According to Michael Hobbs, a Seattle-based writer who greatly influenced Pfosi’s work, this is nothing short of an epidemic. A research by the Community-Based Research Centre (CBRC) indicates that as queer men we’re between 2 and 10 times more likely to commit suicide than our straight counterparts, and are twice as likely to suffer from major depression. We are also prone to higher rates of diseases such as cardiovascular disease, cancer, allergies, asthma, and more. Researchers correlate these phenomena with what they call ‘minority stress’ syndrome as well as trauma experienced in gay relationships and environments after coming out.

In order to truly tackle this toxic plague of depression, anxiety, and loneliness among queer men (and arguably in the queer community in general), we must engage in the challenging but necessary work of self-exploration and healing, while, simultaneously, building a real community.

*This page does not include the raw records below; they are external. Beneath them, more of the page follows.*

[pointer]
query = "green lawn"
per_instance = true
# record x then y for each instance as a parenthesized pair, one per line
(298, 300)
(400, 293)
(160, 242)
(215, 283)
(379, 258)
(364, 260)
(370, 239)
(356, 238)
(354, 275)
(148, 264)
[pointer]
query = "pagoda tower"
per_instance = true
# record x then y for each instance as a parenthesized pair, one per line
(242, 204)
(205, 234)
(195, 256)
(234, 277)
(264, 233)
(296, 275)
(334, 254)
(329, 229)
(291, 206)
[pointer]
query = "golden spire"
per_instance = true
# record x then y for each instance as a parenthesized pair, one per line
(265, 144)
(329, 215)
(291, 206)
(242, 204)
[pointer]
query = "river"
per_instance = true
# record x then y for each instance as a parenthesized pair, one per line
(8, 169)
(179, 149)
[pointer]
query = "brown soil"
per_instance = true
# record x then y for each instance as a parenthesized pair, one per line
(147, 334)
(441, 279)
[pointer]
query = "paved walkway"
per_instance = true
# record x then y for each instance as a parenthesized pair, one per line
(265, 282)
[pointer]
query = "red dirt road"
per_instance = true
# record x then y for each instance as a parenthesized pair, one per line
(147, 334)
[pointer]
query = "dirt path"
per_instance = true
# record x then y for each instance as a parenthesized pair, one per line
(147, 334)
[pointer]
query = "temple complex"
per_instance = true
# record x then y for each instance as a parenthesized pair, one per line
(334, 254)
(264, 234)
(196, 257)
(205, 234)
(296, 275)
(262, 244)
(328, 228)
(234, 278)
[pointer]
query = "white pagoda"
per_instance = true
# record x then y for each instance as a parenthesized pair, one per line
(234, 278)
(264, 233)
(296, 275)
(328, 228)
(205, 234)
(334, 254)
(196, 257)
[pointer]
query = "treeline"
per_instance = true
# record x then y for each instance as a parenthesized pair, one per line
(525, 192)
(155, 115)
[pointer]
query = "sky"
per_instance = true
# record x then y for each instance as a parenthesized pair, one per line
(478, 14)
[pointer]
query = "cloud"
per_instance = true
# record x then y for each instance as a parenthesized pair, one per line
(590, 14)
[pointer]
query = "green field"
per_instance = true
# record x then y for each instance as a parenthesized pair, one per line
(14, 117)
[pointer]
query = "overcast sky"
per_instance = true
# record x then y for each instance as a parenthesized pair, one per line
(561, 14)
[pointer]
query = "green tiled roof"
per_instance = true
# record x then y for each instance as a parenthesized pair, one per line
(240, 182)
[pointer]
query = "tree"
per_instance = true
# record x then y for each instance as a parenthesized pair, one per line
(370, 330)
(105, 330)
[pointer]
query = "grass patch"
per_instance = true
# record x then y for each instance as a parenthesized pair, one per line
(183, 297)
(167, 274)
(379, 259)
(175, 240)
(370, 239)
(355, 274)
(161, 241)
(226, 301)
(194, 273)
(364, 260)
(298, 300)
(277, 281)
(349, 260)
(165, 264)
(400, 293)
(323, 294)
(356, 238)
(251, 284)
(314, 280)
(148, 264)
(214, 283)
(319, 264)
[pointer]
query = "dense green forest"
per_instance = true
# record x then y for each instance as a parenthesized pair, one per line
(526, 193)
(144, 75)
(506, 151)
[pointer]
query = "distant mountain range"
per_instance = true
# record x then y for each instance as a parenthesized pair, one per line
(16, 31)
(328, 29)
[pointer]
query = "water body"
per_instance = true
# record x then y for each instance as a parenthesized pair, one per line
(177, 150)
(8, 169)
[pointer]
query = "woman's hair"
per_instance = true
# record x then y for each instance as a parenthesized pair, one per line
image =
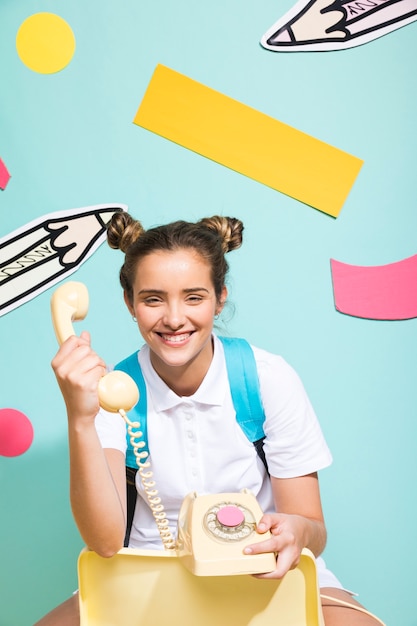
(211, 237)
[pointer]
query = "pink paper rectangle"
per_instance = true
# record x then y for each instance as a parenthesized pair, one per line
(384, 292)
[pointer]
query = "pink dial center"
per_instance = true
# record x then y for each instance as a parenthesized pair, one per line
(230, 516)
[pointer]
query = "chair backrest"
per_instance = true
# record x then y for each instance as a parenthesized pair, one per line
(153, 588)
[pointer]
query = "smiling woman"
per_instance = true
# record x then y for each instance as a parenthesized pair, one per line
(174, 282)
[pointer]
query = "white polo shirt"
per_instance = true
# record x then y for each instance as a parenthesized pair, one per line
(197, 445)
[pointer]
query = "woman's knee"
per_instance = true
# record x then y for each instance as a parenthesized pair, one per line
(341, 609)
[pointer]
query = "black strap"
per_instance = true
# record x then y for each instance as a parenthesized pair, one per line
(131, 494)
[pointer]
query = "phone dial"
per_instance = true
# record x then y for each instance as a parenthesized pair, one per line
(213, 529)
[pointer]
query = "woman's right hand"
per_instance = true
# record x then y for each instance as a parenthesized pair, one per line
(78, 370)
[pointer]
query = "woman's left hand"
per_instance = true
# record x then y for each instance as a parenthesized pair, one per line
(286, 541)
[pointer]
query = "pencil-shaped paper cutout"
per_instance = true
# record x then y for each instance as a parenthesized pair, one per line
(48, 249)
(337, 24)
(247, 141)
(4, 175)
(384, 292)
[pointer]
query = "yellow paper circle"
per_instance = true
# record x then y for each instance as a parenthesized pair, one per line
(45, 43)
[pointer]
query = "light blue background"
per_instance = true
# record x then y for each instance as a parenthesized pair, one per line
(69, 141)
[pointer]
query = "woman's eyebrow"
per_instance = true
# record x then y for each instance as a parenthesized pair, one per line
(162, 292)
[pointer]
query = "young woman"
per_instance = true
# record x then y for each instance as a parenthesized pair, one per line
(173, 280)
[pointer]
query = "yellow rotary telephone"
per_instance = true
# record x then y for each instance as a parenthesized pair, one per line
(202, 577)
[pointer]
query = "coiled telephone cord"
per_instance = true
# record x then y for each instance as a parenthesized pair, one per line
(146, 474)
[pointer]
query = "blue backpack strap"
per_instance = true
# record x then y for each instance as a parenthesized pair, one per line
(244, 386)
(139, 412)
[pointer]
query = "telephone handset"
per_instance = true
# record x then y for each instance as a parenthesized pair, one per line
(212, 529)
(116, 390)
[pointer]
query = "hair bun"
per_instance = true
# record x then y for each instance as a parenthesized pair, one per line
(122, 231)
(229, 229)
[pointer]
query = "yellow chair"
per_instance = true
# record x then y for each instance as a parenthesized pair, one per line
(153, 588)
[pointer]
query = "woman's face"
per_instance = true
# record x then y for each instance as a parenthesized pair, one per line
(174, 303)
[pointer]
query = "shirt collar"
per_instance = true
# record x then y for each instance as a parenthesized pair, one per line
(211, 391)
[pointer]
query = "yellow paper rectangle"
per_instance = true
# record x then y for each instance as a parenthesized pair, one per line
(247, 141)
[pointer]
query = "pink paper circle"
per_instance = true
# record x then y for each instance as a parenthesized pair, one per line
(16, 432)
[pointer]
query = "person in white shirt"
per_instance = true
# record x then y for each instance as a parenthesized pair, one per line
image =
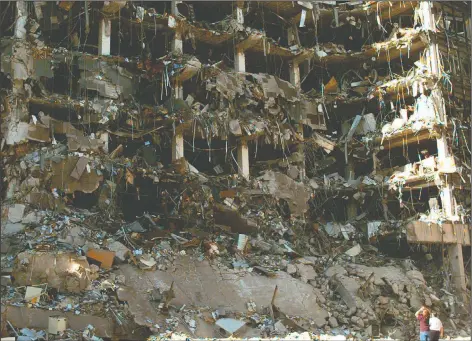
(436, 329)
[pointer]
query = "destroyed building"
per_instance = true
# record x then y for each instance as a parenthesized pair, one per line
(269, 169)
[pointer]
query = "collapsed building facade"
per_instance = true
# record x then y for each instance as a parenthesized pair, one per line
(253, 169)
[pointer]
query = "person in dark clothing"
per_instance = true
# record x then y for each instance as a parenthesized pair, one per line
(436, 329)
(283, 208)
(422, 316)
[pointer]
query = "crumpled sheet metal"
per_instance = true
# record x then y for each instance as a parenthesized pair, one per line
(62, 179)
(281, 186)
(65, 272)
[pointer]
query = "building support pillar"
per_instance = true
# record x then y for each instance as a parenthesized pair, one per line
(177, 43)
(456, 265)
(22, 16)
(351, 206)
(456, 260)
(239, 61)
(104, 38)
(243, 158)
(295, 74)
(177, 145)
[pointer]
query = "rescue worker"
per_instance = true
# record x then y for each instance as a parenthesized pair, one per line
(436, 329)
(422, 316)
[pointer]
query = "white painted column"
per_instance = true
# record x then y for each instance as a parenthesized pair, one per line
(104, 138)
(239, 61)
(295, 74)
(243, 158)
(456, 261)
(178, 145)
(434, 64)
(104, 38)
(21, 15)
(177, 43)
(178, 90)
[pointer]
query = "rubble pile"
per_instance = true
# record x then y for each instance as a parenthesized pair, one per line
(155, 188)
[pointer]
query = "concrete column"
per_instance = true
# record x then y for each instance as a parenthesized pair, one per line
(243, 158)
(21, 15)
(434, 64)
(239, 13)
(178, 145)
(104, 38)
(456, 262)
(178, 90)
(295, 74)
(447, 198)
(301, 150)
(351, 206)
(177, 43)
(173, 7)
(239, 61)
(104, 138)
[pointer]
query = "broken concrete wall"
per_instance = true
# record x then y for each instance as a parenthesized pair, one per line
(64, 271)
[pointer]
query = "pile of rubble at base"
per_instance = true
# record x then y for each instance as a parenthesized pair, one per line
(265, 276)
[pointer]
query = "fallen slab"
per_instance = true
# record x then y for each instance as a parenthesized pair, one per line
(64, 271)
(23, 317)
(200, 284)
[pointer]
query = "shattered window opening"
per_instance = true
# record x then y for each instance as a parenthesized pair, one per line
(268, 169)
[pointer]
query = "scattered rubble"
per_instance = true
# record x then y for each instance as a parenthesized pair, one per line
(164, 189)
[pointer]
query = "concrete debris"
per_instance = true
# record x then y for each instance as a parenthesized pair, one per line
(154, 195)
(230, 326)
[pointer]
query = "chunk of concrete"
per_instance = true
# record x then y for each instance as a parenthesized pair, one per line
(333, 323)
(10, 229)
(229, 325)
(291, 269)
(73, 236)
(354, 251)
(65, 271)
(306, 272)
(335, 270)
(15, 213)
(293, 297)
(120, 250)
(34, 217)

Not necessarily one that is fabulous and chic and blunt, but rather a network of communities that foster genuine human connection and support.

Pfosi’s goal is to have people upload their own stories to his Looking web-app, a function that is still in the works. “What I would really love for this app is for it to, through this submittable profile capability, become a way to interface with this work commenting on the LGBT dating experience, specifically the gay male dating experience, in a deeper, more conversant way,” said Pfosi. “There’s this feminist term,” he added, “called consciousness raising—bringing together ideas and experiences between a politically or socially marginalised group, and what facilitates that is narrative and empathy, and I want this project to be one of those tools that facilitate this kind of conversation.”

Ultimately, a sense of belonging must transcend the screen and be formed through real life connections and support networks. It is initiatives such as Pfosi’s, however, that set us in the right direction and have great potential to inspire empathy, decrease alienation, and spark some much needed conversations.